Будь Петя поопытнее, он бы понял, что ради последних слов все предыдущее говорилось. Но он насупился и замолчал.

— Так ты пойдешь? — прервала Лиза Петино молчание. — Человек все же с родиной прощается.

— Не знаю, — неопределенно ответил Петя, не умевший быть решительным. — Я хотел позаниматься. Да ведь и тебе билеты по математике готовить.

— Опять дела! — воскликнула Лиза и вчерашним вечерним жестом прижала руку к горлу, словно задыхалась. — Петька, неужели ты не чувствуешь, что я видеть тебя хочу?! И вовсе не в этих стенах!.. На, прочти, — она сунула ему в руку листок бумаги, повернулась и пошла прочь от его класса.

Петя развернул листок. Это было письмо, не стихи.
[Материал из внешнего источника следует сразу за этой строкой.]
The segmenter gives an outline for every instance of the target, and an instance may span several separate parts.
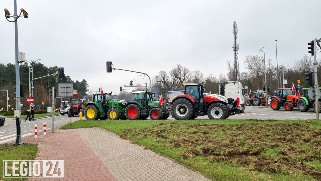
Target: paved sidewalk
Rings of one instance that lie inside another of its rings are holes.
[[[35,159],[64,160],[65,173],[64,178],[41,180],[211,180],[105,129],[57,130],[41,134],[23,141],[39,143]]]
«Петенька! Прости за все мои насмешки. Можно тебя спросить? Почему ты стал со мной чужой? Меня мало гладили, а ты много. Я сначала обожглась, а теперь кожа слезла. Ты покраснел? Я тоже. Я, наверно, не очень умная.

Это все во-первых. А во-вторых, я вчера совсем забыла тебе сказать, что четыре дня назад я отвечала бином, и В. А. меня похвалила. «Чувствуется, что ты стала серьезно работать», — криво улыбаясь. В-третьих, у меня всю ночь очень болела голова, но я все равно учила химию. Петенька! Я тебя очень прошу, пойдем сегодня куда-нибудь, к Федору или куда хочешь. И еще. Если не сможешь или не захочешь, то последнее. Я сейчас много решаю разных задач. А уж эту реши ты. Ты сам остыл или я тебя охладила? На этом все. Твоя?.. Лиза».

Опять заныло сердце, опять ему стало страшно, что она его так любит. А когда любишь, надо действовать, а в нашем обществе скрываться, отсиживаться надо за оградой. Спрятав записку в боковой карман форменного школьного кителя, Петя вошел в класс.

— Ну что, наговорился, мальчик? — спросила математичка. — Иди тогда к доске и доказывай теорему Виста.